Der Einsatz nichtrostender Materialien bei Rostschutz bietet häufig Alternativen. Ist dies nicht möglich, sind konstruktive Lösungen zu bevorzugen. Dazu zählt auch die einkontaktliche Bildung eines Rostfilms auf der Oberfläche. Ein Verrosten tieferer Schichten wird auf diese Weise erschwert oder gar verhindert.

Autor: KATALYSE Institut

Rohrreiniger

R. (Abflussreiniger) sollen Verstopfungen im Abflussbereich, die sich aus Kalkseifen, Fett, Haaren und Speiseresten aufbauen können, verhindern bzw. bereits entstandene wieder beseitigen.

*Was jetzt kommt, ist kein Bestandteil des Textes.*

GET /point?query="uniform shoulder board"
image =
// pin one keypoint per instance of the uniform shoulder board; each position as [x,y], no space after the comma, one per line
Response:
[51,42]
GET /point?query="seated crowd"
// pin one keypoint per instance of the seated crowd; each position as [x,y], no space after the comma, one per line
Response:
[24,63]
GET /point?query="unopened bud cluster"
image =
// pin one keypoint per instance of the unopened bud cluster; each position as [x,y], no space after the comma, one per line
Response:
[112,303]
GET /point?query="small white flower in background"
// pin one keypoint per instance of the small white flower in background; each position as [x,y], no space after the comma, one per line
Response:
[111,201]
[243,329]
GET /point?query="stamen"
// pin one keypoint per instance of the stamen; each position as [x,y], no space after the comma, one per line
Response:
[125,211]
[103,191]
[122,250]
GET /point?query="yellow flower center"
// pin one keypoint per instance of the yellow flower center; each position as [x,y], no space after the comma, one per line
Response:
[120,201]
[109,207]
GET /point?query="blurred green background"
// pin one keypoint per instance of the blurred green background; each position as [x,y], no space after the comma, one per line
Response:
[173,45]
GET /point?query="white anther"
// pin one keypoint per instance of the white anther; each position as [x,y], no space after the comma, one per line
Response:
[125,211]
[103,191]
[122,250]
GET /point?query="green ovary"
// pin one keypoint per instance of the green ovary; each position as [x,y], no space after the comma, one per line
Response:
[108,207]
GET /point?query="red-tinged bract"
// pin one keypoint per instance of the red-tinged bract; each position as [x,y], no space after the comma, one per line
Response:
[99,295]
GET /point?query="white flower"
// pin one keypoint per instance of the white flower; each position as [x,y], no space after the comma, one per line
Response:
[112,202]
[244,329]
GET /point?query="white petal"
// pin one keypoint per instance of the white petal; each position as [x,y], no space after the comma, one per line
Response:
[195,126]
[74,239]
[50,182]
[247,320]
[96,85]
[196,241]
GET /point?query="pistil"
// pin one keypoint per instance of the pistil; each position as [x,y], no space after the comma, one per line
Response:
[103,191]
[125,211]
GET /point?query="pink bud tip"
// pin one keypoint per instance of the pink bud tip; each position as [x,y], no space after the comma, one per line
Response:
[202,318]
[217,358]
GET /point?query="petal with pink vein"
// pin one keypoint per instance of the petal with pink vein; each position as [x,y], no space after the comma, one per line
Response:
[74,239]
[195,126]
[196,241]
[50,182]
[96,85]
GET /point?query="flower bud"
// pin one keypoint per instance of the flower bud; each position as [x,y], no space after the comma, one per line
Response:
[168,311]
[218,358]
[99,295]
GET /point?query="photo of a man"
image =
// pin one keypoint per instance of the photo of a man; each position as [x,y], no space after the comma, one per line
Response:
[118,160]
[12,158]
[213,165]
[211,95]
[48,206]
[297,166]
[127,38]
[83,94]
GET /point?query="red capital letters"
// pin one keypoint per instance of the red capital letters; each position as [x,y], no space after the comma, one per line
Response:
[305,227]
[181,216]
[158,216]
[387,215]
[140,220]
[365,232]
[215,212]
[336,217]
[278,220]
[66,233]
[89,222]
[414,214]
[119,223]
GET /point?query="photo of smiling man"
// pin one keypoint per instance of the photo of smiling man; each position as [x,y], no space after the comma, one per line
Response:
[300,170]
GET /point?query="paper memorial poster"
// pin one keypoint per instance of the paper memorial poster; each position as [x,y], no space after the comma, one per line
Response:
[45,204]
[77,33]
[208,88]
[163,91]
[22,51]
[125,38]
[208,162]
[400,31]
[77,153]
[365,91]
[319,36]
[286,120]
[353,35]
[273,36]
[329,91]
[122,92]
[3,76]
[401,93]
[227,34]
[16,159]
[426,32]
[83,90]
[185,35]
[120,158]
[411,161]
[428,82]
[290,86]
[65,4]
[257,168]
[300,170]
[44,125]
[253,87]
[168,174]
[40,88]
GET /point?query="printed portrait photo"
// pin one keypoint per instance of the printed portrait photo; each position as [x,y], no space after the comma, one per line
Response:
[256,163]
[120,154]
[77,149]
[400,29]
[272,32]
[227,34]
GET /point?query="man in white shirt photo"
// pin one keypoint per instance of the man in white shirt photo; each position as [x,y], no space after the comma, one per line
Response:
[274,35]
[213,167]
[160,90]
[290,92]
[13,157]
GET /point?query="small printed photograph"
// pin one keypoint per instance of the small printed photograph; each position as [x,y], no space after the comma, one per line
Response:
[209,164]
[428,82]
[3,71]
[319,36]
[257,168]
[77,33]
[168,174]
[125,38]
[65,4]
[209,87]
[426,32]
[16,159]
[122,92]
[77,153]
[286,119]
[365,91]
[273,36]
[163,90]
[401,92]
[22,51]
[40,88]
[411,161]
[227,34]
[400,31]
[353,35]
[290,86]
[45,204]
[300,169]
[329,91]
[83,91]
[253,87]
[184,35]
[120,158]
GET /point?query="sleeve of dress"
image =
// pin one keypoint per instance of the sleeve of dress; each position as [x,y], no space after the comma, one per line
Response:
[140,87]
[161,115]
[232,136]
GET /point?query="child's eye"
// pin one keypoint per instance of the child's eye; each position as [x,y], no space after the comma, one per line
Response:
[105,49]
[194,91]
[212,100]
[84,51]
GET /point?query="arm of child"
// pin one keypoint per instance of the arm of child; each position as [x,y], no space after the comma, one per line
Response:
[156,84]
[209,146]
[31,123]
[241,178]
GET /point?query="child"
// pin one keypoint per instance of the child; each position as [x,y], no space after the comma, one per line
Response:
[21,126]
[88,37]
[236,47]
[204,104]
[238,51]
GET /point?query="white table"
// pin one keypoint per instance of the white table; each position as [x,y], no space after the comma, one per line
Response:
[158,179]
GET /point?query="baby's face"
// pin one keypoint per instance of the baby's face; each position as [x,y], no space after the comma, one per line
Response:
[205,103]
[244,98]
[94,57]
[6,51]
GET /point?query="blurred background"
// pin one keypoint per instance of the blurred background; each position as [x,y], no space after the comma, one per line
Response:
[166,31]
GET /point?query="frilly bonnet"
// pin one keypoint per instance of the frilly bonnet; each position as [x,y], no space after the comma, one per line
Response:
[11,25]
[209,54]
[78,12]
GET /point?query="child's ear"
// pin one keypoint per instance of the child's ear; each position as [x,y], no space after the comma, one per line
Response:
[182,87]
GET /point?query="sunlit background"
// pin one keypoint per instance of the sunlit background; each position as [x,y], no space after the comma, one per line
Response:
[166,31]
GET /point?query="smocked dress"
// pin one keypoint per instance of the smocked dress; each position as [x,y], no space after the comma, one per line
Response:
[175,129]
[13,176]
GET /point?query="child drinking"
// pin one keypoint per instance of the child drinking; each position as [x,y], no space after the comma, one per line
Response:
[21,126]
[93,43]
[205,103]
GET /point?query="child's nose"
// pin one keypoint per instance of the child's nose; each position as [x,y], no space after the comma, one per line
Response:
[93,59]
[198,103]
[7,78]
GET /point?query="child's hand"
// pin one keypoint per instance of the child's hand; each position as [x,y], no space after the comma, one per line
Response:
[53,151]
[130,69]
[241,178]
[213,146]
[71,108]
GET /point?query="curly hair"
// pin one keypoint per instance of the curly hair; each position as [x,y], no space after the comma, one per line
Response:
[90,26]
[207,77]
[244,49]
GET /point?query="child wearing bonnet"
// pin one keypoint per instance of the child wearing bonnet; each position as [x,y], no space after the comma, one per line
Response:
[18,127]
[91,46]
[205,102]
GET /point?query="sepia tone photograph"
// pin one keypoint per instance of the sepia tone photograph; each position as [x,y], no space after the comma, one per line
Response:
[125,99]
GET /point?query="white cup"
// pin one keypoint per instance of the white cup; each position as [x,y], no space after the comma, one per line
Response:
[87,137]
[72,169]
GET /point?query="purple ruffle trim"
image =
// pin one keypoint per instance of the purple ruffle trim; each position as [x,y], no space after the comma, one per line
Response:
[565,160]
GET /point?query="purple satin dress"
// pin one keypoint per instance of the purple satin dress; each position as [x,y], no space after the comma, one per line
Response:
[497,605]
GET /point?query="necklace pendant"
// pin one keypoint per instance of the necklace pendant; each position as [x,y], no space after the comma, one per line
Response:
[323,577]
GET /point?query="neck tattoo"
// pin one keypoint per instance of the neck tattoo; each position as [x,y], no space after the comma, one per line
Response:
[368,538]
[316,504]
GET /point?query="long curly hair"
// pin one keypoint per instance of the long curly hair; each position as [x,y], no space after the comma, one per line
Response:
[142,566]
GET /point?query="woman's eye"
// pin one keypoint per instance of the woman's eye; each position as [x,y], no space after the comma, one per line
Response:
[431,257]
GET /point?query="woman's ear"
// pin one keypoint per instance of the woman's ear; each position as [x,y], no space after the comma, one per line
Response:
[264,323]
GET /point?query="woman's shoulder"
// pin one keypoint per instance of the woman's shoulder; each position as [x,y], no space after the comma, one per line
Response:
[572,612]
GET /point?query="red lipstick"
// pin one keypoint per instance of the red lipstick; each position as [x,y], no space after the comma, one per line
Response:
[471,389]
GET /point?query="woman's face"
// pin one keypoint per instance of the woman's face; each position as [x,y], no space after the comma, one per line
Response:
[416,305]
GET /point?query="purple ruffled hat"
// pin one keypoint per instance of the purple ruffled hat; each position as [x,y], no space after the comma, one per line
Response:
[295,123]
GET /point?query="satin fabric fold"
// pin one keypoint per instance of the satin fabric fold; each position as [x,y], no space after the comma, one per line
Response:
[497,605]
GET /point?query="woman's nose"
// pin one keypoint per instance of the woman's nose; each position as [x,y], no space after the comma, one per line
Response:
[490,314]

Dazu wird sehr aggressive Chemie eingesetzt. Es gibt zwei Anwendungsformen:
1. R.-Granulate enthalten Natriumhydroxid. Die hoch alkalische Substanz verseift Fette und greift Haare etc. an. Außerdem löst es das ebenfalls enthaltene metallische Aluminium unter starker Wärmeentwicklung und Bildung von Wasserstoff-Gas. Die Gasproduktion soll den Schmutz lockern helfen. Da Wasserstoff mit Luft das entzündliche Knallgas bilden kann, wird noch Nitrat zugesetzt, welches den Wasserstoff unter Bildung von Ammoniak abfängt.
2. Flüssige R. sind gleichfalls hoch alkalisch, enthalten daneben noch Tenside und Natriumhypochlorit (Chlorbleichlauge), wobei letzteres insb. gegen Haarverstopfungen wirkt.
Von beiden Varianten muss dringend abgeraten werden. Sie sind aufgrund ihrer ätzenden Natur gefährlich für den Anwender und korrodieren die verschiedensten Materialien. Bei den chlorhaltigen Varianten besteht bei falscher Anwendung zusammen mit Säuren (WC-Reiniger) die Gefahr spontaner Bildung von Chlor-Gas. Hinzu kommt hier die AOX-Belastung des Abwassers als weiterer Nachteil.
Seit kurzem werden R. auf Enzym-Basis angeboten. Hier ist das unmittelbare Gefährdungspotential sicherlich geringer, das ändert nichts an der Tatsache, dass Rohrverstopfungen wirksamer, preiswerter und umweltschonender mit mechanischen Methoden wie Saugglocke und Spirale behoben werden können.

Autor: KATALYSE Institut

Reizstoffe

R. werden entweder als Gase oder als feine Sprühnebel (Aerosole) eingesetzt und wirken allgemein reizend auf Augen-, Nasen und Rachenschleimhaut.
Dort verursachen sie ein Anschwellen und vermehrte Flüssigkeitsausscheidung (z.B. Tränen). Bereits im Ersten Weltkrieg wurden R. eingesetzt, die augenreizend wirken. Zu dieser unter der Bezeichnung Weißkreuz bekannten Gruppe zählen z.B. Bromaceton,
Chloraceton, CN- und CS-Gas. Die auf Nasen- und Rachenschleimhaut wirkenden R. werden unter der Bezeichnung Blaukreuz zusammengefasst.
Neben den beabsichtigten Wirkungen haben R. noch Nebenwirkungen, wie am Beispiel der Tränen-R. CN- und
CS-Gas (Chemische Keule) deutlich wird. CN-Gas führt in hoher Konzentration zu Hornhauttrübung, in schweren Fällen sogar zum Verlust des Augenlichts, auch Hautentzündungen und allergische Reaktionen sind dokumentiert. In neuester Zeit verstärken sich Hinweise, dass CN- und CS-Gas sogar eine krebserzeugende Wirkung zuzuschreiben ist.
Angesichts solcher Nebenwirkungen bleibt die Frage, ob der Einsatz dieser chemischen Kampfstoffe zur Auflösung von Demonstrationen durch die Polizei weiterhin zu vertreten ist. Auch die Möglichkeit für Privatpersonen, Sprühdosen mit CN- und
CS-Gas zum Selbstschutz käuflich zu erwerben, muss äußerst kritisch bewertet werden.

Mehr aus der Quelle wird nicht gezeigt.